The special primitive weapons season also will not take place on Wildlife Management Areas due to higher hunter numbers and unique management objectives for these areas.
Primitive season helps hunters in areas with higher deer densities earlier opportunities to achieve antlerless harvest objectives prior to the rut. Only archery equipment and primitive firearms are used.
"Primitive firearms," for the purpose of hunting deer, are defined as single or double barreled muzzle-loading rifles of at least .38 caliber; OR single shot, breech loading, metallic cartridge rifles (.35 caliber or larger) and replicas, reproductions, or reintroductions of those type rifles with an exposed hammer; OR single or double barreled muzzle-loading shotguns, with single ball or slug. All muzzle-loading primitive firearms must use black powder or a black powder substitute with percussion caps, #209 shotgun primers, or flintlock ignition.
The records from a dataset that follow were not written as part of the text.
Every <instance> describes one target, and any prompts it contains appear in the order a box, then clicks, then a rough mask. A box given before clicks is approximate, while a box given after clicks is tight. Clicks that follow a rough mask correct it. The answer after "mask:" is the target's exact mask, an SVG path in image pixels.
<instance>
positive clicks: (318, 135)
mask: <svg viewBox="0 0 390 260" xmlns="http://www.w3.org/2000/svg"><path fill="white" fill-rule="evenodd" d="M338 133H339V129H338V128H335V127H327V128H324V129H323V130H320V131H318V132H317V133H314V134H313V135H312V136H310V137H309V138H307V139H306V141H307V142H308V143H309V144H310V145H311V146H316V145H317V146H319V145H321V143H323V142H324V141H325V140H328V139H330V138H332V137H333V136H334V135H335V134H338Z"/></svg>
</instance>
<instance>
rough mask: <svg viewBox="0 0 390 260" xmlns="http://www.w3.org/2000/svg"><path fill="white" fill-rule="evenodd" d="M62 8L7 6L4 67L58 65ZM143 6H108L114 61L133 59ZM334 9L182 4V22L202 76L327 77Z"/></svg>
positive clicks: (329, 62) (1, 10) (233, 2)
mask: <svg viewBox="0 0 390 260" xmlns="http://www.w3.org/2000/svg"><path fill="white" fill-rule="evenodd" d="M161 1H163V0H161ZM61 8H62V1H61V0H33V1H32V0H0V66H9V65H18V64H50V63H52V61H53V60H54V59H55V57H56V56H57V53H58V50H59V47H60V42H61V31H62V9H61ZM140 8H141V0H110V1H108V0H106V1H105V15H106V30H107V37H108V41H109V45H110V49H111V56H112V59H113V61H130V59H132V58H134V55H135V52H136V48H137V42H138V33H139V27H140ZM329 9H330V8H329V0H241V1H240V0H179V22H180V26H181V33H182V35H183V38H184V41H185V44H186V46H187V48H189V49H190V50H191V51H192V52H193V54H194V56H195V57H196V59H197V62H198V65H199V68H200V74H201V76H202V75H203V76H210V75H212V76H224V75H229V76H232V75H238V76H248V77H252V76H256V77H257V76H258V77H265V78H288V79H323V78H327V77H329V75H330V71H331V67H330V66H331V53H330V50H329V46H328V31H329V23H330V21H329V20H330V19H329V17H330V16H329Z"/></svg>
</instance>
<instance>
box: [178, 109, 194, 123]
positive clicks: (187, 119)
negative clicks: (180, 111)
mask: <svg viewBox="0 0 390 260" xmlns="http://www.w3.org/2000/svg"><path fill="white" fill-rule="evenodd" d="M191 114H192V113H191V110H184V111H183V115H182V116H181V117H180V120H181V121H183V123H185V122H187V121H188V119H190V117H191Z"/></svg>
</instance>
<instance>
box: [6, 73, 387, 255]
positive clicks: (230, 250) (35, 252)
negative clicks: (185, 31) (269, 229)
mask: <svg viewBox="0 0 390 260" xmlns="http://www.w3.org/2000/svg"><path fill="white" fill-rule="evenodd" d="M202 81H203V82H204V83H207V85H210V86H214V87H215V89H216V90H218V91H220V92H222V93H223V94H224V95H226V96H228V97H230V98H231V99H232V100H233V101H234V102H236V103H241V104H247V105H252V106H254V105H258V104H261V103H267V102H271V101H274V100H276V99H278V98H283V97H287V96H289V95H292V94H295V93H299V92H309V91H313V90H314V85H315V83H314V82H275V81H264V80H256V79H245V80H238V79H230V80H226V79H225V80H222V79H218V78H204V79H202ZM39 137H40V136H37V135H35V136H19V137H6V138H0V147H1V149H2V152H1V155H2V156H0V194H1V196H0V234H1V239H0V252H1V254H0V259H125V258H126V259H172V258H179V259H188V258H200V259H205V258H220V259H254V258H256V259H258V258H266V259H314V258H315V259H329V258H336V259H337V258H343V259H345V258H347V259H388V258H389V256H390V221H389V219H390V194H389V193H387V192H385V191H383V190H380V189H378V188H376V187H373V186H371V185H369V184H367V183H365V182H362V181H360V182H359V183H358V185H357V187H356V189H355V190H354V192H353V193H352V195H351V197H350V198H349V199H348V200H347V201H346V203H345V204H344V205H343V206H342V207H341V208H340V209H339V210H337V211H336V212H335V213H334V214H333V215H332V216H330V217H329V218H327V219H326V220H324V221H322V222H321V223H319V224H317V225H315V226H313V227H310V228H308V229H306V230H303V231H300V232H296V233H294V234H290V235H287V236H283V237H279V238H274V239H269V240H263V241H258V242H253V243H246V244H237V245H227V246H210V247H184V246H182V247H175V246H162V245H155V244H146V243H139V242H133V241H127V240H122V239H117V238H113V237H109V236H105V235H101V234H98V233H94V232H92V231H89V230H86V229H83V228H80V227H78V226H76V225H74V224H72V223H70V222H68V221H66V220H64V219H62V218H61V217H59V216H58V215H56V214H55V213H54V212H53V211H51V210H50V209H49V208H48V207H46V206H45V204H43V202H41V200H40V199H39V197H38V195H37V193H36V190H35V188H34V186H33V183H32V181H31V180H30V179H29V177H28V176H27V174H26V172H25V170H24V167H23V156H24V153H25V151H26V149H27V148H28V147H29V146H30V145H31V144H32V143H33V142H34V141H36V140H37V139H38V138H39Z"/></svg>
"Deer Management Assistance Program data indicate many deer populations across Mississippi are at or greatly above habitat carrying capacity," MDWFP Central Region Deer Biologist David Graves said. "Participation in the special primitive weapons season is important to reduce antlerless deer numbers in areas where deer populations are high. Meeting antlerless deer harvest objectives early in the season will increase the potential for increased buck observation and harvest during the rut."